Collateral is something that aids in getting a loan. When you borrow money, you accept and agree (somewhere in the fine print) that your lender can take something and sell it to get their money back if you fail to repay the loan.
Collateral makes it possible to get bigger loans, and it increases your probability of getting approved if you’re having a difficult time getting a loan.
When you move forward with a loan with collateral, the Los Angeles Hard Money Lender takes less risk, which typically means you’re more likely to get a decent rate.
Learn How Collateral Actually Works
Collateral is usually required when the Los Angeles Hard Money Lender wants some assurance that they won’t lose all of their money.
If you pledge an asset as collateral, your lender has the right to take action (assuming you stop making payments on the loan): they take possession of the collateral, sell it, and use the sales proceeds to pay off the loan.
Los Angeles Hard Money Lenders would prefer, over anything else, to get their R.O.I back. They don’t want to take legal action towards you, so they try to use collateral as a safe blanket.
Ultimately, they don’t even want to deal with your collateral (they’re not in the business of owning, renting, and selling houses), but that is often the easiest form of protection.
Types of Collateral
Usually, any asset that your Los Angeles Hard Money Lender accepts as collateral (and which is allowed by law) can serve as collateral. In general, lenders prefer assets that are easy to value and turn into cash.
For example, money in a savings account is exceptional for collateral: Los Angeles Hard Money Lenders know how much it’s worth, and it’s easy to collect. Some common forms of collateral include:
- Real estate (including equity in your home)
- Cash accounts (retirement accounts typically don’t qualify, although there are always exceptions)
- Machinery and equipment
- Insurance policies
- Valuables and collectibles
- Future payments from customers (receivables)
Our Los Angeles Hard Money Lenders say that even if you’re getting a business loan, you might pledge your personal assets (like your family home) as part of a personal guarantee.
Knowing How To Value Your Assets
Overall, the lender will offer you less than the value of your pledged asset. Some assets might be heavily discounted. For example, a lender might only recognize 50% of your investment portfolio for a collateral loan. That way, they improve their chances of getting all their money back in case the investments lose value.

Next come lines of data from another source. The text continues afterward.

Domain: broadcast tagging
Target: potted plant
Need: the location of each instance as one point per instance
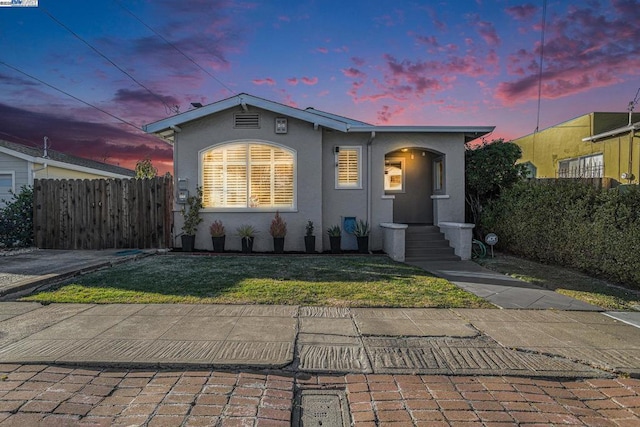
(334, 238)
(309, 238)
(278, 230)
(216, 229)
(191, 213)
(361, 231)
(247, 233)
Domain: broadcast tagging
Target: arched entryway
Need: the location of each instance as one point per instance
(409, 177)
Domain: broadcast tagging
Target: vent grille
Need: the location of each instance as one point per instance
(246, 120)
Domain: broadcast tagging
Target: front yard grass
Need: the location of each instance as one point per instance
(566, 282)
(344, 281)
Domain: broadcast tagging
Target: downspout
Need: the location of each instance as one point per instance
(369, 163)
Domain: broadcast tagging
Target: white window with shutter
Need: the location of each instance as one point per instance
(348, 167)
(248, 175)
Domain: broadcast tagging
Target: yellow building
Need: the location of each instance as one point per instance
(595, 145)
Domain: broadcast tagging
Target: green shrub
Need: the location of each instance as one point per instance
(16, 220)
(571, 224)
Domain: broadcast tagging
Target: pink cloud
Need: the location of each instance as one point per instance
(386, 113)
(522, 12)
(584, 50)
(353, 73)
(310, 81)
(268, 81)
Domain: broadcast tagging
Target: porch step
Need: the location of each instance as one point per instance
(427, 243)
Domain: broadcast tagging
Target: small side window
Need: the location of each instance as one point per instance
(438, 174)
(348, 167)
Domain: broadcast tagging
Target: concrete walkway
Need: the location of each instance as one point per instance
(502, 290)
(533, 343)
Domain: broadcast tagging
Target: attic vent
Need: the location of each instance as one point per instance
(246, 120)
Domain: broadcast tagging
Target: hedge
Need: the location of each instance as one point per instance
(571, 224)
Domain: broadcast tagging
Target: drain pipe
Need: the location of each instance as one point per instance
(369, 163)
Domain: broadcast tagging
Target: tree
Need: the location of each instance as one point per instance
(489, 169)
(144, 169)
(16, 220)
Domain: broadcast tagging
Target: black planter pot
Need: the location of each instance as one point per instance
(363, 244)
(218, 243)
(247, 245)
(188, 242)
(334, 242)
(278, 245)
(309, 244)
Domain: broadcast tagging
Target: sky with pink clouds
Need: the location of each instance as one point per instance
(401, 62)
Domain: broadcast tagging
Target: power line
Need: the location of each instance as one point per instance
(46, 12)
(177, 49)
(69, 95)
(544, 24)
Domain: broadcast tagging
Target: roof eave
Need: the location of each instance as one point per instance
(163, 128)
(615, 132)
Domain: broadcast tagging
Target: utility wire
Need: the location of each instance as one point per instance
(176, 48)
(544, 24)
(69, 95)
(106, 58)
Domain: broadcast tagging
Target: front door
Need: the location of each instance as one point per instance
(409, 178)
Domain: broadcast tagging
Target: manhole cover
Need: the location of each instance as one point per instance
(327, 408)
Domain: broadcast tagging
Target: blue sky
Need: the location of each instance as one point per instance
(468, 62)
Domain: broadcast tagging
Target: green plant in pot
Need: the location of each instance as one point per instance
(361, 231)
(191, 213)
(247, 233)
(278, 231)
(218, 235)
(335, 237)
(309, 238)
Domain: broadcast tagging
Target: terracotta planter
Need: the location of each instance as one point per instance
(218, 243)
(188, 242)
(334, 242)
(278, 245)
(363, 244)
(247, 245)
(309, 244)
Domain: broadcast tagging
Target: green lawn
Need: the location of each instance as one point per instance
(345, 281)
(565, 281)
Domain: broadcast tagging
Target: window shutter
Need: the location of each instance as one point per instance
(247, 175)
(348, 167)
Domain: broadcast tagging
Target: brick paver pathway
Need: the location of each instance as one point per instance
(32, 395)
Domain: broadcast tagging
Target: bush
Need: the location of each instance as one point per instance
(16, 220)
(571, 224)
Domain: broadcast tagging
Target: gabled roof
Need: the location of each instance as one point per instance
(166, 128)
(67, 161)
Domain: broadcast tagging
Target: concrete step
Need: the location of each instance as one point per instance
(427, 243)
(426, 252)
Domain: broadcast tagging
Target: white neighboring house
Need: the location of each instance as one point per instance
(21, 165)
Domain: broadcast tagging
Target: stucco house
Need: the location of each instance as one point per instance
(594, 145)
(20, 165)
(253, 157)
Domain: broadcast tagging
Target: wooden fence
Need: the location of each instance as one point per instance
(103, 213)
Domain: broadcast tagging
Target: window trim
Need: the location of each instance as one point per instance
(403, 174)
(231, 209)
(439, 175)
(12, 174)
(338, 185)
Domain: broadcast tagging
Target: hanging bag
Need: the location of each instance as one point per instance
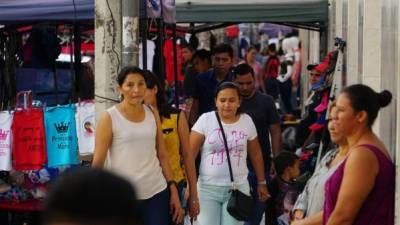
(240, 205)
(61, 136)
(29, 142)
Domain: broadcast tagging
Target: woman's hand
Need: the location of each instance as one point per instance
(175, 205)
(194, 206)
(262, 191)
(297, 222)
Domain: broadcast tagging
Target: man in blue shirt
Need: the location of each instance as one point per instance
(206, 83)
(262, 110)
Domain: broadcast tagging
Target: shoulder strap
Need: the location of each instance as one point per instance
(226, 146)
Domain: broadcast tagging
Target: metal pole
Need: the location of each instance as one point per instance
(175, 67)
(143, 31)
(144, 43)
(130, 27)
(77, 60)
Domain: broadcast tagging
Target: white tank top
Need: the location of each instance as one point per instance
(133, 153)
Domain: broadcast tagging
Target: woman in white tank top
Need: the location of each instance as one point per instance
(129, 143)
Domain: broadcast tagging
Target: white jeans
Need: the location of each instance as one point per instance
(213, 201)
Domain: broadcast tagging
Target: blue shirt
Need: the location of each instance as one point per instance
(205, 86)
(61, 136)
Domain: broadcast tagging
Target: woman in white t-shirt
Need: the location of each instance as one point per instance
(129, 143)
(211, 191)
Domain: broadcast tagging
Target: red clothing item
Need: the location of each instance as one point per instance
(29, 142)
(272, 67)
(169, 61)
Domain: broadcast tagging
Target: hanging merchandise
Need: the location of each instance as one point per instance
(85, 125)
(150, 54)
(5, 140)
(29, 143)
(169, 61)
(62, 144)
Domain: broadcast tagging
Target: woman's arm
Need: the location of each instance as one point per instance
(315, 219)
(254, 150)
(196, 141)
(284, 77)
(183, 132)
(175, 204)
(103, 140)
(359, 176)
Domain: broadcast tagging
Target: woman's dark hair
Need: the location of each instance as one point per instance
(230, 85)
(223, 48)
(242, 69)
(129, 70)
(363, 98)
(75, 197)
(164, 109)
(284, 160)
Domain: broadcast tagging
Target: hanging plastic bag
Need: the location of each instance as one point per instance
(29, 141)
(61, 136)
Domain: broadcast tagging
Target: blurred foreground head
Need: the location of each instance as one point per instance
(91, 197)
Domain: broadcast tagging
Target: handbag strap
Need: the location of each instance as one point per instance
(226, 148)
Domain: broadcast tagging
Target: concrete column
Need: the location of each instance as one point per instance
(130, 32)
(397, 205)
(372, 61)
(339, 18)
(107, 52)
(352, 43)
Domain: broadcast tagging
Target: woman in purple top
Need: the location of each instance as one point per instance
(361, 190)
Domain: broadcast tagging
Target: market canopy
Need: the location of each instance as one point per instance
(291, 11)
(13, 11)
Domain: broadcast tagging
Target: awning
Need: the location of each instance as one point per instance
(289, 11)
(14, 11)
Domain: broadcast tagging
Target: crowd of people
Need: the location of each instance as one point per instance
(176, 160)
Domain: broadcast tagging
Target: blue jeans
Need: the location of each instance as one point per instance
(156, 209)
(213, 202)
(259, 207)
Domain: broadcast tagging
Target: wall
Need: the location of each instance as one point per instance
(371, 28)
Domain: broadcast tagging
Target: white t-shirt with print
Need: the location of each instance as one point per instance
(214, 169)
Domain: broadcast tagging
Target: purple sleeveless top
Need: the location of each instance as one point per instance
(378, 208)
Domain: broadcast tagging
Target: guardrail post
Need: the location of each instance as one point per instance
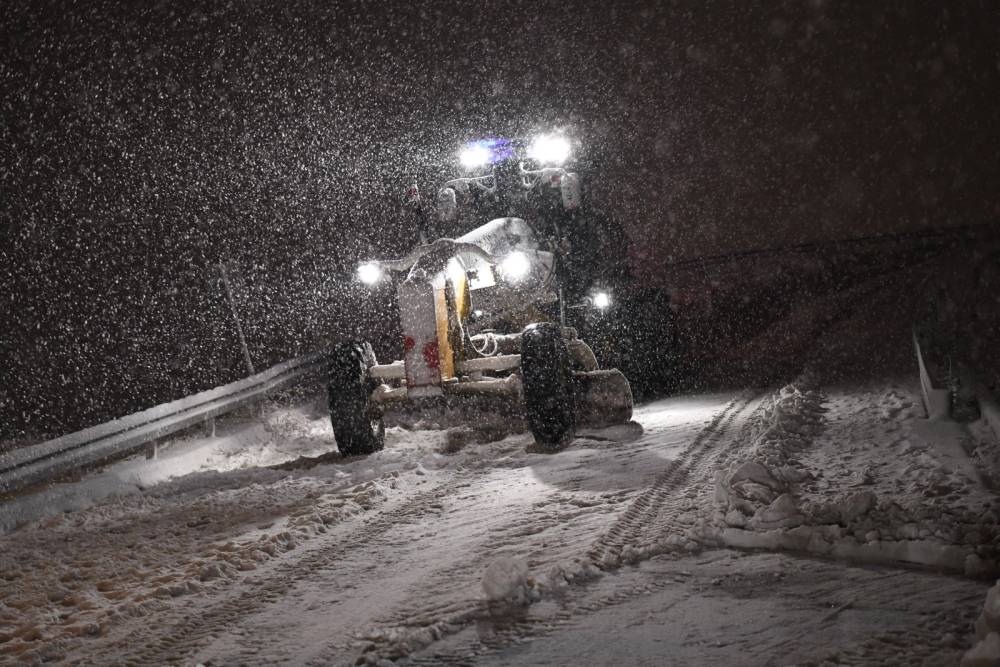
(937, 402)
(236, 319)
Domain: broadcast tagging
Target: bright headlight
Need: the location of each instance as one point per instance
(474, 155)
(515, 266)
(601, 300)
(549, 149)
(369, 273)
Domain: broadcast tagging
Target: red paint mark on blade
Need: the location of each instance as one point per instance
(431, 355)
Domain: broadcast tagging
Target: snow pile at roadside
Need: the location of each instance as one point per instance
(986, 652)
(756, 490)
(860, 476)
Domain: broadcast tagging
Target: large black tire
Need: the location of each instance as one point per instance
(549, 393)
(356, 419)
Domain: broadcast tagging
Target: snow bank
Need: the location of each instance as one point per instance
(856, 477)
(755, 490)
(986, 652)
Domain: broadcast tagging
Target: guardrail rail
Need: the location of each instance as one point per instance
(27, 466)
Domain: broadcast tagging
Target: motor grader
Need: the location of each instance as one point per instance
(485, 315)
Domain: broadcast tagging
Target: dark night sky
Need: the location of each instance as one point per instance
(141, 141)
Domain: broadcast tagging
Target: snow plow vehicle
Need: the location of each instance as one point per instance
(484, 315)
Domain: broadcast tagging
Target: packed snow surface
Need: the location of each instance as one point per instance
(260, 545)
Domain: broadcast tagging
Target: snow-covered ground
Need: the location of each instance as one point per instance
(259, 545)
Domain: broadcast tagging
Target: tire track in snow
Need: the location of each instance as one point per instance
(414, 627)
(698, 460)
(173, 643)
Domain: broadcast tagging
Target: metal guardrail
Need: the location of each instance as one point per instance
(31, 465)
(989, 408)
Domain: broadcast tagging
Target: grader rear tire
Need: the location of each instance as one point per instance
(547, 377)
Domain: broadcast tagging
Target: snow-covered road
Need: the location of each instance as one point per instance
(614, 551)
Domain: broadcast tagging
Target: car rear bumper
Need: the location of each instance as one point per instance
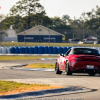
(82, 67)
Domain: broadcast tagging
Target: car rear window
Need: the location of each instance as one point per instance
(85, 51)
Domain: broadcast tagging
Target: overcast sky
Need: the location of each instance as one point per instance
(57, 7)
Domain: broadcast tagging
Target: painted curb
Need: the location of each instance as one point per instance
(41, 92)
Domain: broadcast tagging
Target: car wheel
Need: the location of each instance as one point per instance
(57, 69)
(67, 69)
(92, 74)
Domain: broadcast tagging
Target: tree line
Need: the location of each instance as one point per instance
(26, 14)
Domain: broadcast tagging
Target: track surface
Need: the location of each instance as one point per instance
(80, 80)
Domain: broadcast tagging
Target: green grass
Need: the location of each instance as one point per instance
(23, 57)
(10, 85)
(46, 44)
(41, 65)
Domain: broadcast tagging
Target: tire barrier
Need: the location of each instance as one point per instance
(34, 50)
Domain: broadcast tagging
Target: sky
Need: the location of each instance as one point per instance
(73, 8)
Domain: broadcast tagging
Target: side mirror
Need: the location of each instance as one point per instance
(62, 54)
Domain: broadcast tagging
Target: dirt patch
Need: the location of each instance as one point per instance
(23, 89)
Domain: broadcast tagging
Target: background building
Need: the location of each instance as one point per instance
(40, 34)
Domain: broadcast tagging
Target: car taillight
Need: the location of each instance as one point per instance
(78, 58)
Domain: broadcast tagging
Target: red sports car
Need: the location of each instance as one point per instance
(79, 60)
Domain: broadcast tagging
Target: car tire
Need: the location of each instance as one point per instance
(57, 69)
(67, 69)
(92, 74)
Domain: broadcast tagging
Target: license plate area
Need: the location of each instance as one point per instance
(90, 66)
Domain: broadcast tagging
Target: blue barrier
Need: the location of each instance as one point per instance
(31, 50)
(26, 50)
(60, 50)
(17, 50)
(36, 50)
(65, 49)
(40, 50)
(55, 50)
(46, 50)
(12, 50)
(22, 50)
(50, 50)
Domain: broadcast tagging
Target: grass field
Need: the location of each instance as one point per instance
(24, 57)
(46, 44)
(10, 87)
(40, 65)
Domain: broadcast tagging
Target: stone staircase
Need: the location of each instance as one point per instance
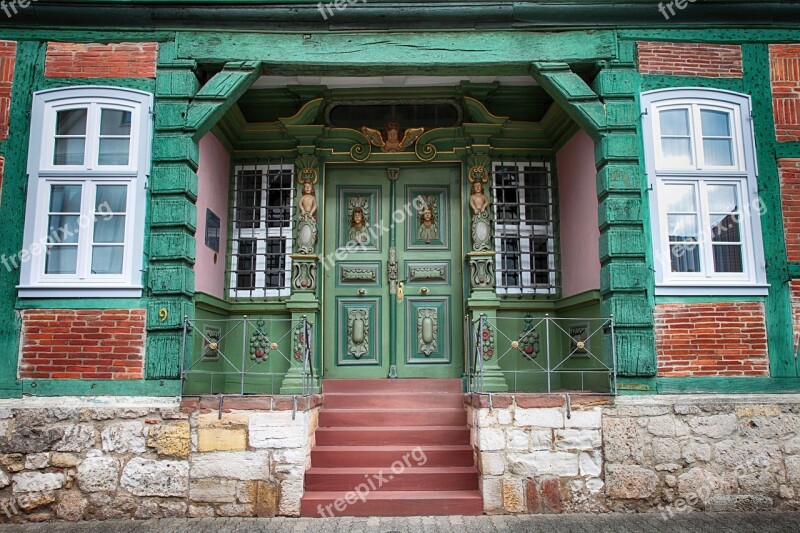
(392, 448)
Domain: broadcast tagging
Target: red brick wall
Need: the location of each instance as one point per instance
(795, 288)
(690, 59)
(711, 339)
(789, 170)
(121, 60)
(82, 344)
(784, 66)
(8, 57)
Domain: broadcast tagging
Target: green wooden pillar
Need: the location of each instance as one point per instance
(172, 216)
(304, 304)
(626, 282)
(483, 301)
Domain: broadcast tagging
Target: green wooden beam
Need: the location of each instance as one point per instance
(419, 53)
(217, 96)
(579, 101)
(70, 387)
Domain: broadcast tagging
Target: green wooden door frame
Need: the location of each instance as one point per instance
(357, 282)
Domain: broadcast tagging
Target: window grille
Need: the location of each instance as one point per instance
(262, 210)
(525, 207)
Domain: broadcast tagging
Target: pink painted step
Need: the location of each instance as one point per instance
(385, 456)
(391, 417)
(416, 478)
(390, 385)
(366, 426)
(393, 400)
(394, 503)
(377, 436)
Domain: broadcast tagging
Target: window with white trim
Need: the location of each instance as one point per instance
(704, 204)
(88, 162)
(524, 215)
(261, 246)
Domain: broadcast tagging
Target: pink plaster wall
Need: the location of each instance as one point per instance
(580, 236)
(212, 193)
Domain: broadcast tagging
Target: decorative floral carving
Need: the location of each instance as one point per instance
(260, 344)
(427, 330)
(358, 332)
(528, 339)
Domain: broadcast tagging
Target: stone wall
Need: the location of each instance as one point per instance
(97, 458)
(667, 454)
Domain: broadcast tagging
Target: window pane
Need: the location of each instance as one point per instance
(109, 229)
(61, 260)
(728, 258)
(723, 198)
(680, 198)
(715, 123)
(682, 228)
(65, 198)
(677, 150)
(69, 151)
(115, 122)
(245, 265)
(719, 152)
(684, 258)
(114, 152)
(107, 259)
(71, 122)
(111, 198)
(63, 228)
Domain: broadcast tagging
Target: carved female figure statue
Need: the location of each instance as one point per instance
(477, 200)
(307, 223)
(428, 229)
(308, 202)
(358, 230)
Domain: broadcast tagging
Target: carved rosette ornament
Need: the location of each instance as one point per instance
(427, 330)
(357, 332)
(260, 344)
(304, 275)
(481, 271)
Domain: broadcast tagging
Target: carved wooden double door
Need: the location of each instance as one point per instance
(393, 284)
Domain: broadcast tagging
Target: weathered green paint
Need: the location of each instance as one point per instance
(221, 93)
(368, 51)
(64, 387)
(28, 72)
(573, 94)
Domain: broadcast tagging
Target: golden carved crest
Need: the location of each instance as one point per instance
(392, 142)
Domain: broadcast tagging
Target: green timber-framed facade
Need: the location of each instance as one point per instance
(215, 257)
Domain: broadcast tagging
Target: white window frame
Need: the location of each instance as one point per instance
(260, 235)
(523, 233)
(43, 173)
(743, 172)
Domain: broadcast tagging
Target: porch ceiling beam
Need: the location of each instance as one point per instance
(569, 90)
(365, 54)
(217, 96)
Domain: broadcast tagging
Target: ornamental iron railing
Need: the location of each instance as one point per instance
(247, 356)
(541, 354)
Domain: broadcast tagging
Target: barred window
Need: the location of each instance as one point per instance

When applying for a loan, Los Angeles Hard Money Lenders often quote an acceptable loan to value ratio (LTV). For example, if you borrow against your house, Los Angeles Hard Money Lenders might allow an LTV up to 80%. If your home is worth $100,000, you can borrow up to $80,000.
If your pledged assets lose value for any reason, you might have to pledge additional assets to keep a collateral loan in place. Likewise, you are responsible for the full amount of your loan, even if the bank takes your assets and sells them for less than the amount you owe.
The bank can bring legal action against you to collect any deficiency (the amount that didn’t get paid off).
Types of Loans
Los Angeles Hard Money Loans Experts say you may discover that collateral loans in a variety of places. They are commonly used for business loans as well as personal loans.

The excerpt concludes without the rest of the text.